Negative balance and Treasury deficit
Based on the revenue collected and expenditure issued, the execution of the finance law shows a negative ordinary balance of 5.27 billion dirhams against 9.39 billion dirhams a year earlier as well as a Treasury deficit of 20.3 billion dirhams , taking into account a positive balance of 22.7 billion dirhams generated by the special accounts of the Treasury (CST) and the State services managed autonomously (SEGMA), against 14.5 billion dirhams at the end of May 2022.
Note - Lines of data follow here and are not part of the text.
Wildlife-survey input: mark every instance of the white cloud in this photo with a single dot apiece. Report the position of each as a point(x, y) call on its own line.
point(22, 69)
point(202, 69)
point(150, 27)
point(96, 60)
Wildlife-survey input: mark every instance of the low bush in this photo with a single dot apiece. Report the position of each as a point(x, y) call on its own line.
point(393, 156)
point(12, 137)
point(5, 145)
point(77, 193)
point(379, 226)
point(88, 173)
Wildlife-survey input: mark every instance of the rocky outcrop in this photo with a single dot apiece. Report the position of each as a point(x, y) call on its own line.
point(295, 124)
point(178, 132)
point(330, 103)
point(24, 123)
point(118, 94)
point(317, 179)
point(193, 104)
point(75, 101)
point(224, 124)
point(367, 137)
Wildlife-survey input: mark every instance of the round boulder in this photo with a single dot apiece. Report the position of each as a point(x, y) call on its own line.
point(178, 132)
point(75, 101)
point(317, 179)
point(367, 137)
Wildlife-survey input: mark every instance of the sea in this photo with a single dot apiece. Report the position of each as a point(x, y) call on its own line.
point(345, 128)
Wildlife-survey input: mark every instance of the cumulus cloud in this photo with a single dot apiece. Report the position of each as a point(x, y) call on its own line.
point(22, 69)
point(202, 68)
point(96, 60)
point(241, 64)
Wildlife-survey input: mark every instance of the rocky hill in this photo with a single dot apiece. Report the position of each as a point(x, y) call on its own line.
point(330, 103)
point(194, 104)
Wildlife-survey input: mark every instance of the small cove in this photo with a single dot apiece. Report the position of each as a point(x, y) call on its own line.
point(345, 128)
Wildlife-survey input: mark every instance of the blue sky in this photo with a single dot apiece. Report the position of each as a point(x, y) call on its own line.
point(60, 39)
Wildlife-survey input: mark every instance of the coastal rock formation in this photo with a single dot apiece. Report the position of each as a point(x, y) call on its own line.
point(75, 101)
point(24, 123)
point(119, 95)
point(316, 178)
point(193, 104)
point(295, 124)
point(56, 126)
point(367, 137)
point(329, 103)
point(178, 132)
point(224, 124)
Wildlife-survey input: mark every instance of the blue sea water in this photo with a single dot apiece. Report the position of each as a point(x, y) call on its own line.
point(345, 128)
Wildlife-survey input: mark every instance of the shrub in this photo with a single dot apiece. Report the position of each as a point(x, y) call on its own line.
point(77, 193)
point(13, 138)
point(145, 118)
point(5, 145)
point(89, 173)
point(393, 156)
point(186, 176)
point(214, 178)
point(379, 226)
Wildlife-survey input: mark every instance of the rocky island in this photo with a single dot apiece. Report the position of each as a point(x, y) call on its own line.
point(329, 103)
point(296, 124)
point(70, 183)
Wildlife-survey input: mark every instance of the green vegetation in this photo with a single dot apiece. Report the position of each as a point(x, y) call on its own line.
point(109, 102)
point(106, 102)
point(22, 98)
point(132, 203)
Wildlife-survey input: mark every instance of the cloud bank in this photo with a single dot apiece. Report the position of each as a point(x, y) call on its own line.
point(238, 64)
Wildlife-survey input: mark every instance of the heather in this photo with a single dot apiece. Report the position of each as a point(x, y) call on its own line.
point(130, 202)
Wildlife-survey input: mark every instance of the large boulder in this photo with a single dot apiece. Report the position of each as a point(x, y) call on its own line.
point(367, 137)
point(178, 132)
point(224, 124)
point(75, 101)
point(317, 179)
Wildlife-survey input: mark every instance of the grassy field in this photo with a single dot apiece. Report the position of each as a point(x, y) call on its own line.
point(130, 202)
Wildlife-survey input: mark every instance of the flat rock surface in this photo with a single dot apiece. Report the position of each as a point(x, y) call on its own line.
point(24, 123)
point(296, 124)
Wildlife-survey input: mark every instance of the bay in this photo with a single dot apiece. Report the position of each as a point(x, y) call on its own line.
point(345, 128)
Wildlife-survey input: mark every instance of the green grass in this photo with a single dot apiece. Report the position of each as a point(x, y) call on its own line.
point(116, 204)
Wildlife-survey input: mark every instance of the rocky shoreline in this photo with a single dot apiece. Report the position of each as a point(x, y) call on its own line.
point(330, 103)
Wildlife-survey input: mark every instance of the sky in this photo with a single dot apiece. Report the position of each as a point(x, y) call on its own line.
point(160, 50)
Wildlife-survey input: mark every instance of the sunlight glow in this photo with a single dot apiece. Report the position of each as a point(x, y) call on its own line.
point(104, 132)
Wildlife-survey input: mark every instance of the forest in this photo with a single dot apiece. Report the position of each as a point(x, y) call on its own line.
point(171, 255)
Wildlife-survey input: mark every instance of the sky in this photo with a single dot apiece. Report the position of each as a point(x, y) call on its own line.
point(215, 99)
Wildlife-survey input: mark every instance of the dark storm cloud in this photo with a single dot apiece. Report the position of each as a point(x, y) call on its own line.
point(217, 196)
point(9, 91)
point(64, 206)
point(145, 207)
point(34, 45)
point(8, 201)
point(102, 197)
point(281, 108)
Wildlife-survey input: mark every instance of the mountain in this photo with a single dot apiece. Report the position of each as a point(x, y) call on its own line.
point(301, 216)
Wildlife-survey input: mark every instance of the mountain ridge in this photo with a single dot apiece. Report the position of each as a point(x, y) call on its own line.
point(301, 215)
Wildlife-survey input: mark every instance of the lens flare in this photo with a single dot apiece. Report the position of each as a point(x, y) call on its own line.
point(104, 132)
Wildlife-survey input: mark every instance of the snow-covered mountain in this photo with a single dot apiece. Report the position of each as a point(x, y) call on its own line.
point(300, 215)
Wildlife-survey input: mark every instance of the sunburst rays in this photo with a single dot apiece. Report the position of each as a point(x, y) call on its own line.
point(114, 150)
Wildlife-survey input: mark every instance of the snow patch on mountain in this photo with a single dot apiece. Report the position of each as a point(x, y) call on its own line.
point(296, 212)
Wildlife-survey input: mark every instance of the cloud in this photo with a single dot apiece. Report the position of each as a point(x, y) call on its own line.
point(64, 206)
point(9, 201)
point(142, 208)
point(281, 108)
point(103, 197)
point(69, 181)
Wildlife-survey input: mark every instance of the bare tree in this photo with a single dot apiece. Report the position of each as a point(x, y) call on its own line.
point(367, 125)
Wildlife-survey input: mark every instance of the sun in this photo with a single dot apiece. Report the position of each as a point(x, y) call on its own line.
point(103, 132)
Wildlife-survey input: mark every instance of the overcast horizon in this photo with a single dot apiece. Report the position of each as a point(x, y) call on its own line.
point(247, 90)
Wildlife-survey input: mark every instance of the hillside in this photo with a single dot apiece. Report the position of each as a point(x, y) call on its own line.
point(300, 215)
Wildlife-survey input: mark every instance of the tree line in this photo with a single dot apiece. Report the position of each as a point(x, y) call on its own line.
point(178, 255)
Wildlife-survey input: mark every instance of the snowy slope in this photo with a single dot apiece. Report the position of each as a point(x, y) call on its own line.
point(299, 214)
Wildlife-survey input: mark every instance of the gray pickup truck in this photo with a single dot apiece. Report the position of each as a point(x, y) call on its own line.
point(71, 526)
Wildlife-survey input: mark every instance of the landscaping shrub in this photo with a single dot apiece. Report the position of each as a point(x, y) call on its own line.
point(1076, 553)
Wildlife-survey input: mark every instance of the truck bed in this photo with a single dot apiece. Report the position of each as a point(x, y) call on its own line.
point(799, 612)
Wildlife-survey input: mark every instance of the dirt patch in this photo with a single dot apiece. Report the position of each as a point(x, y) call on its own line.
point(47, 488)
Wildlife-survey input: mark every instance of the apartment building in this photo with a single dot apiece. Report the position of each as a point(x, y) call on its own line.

Regarding investment expenditure issued under the general budget, it amounted to 37.7 billion dirhams at the end of May 2023 against 32.5 billion dirhams a year earlier, up 15.9% or +5.2 billion dirhams , following the increase in ministry expenditure by 1.5% and expenditure on common charges by 30.9%. Investment expenditure takes into account payments to special Treasury accounts for an amount of 15.5 billion dirhams against 14.3 billion dirhams at the end of May 2022.
The change in the structure of general budget expenditure between the end of May 2022 and the end of May 2023 shows a drop in the share of personnel expenditure, issuance of compensation and reimbursements, tax relief and refunds, combined with an increase in the share of material expenditure, interest on debt and capital expenditure.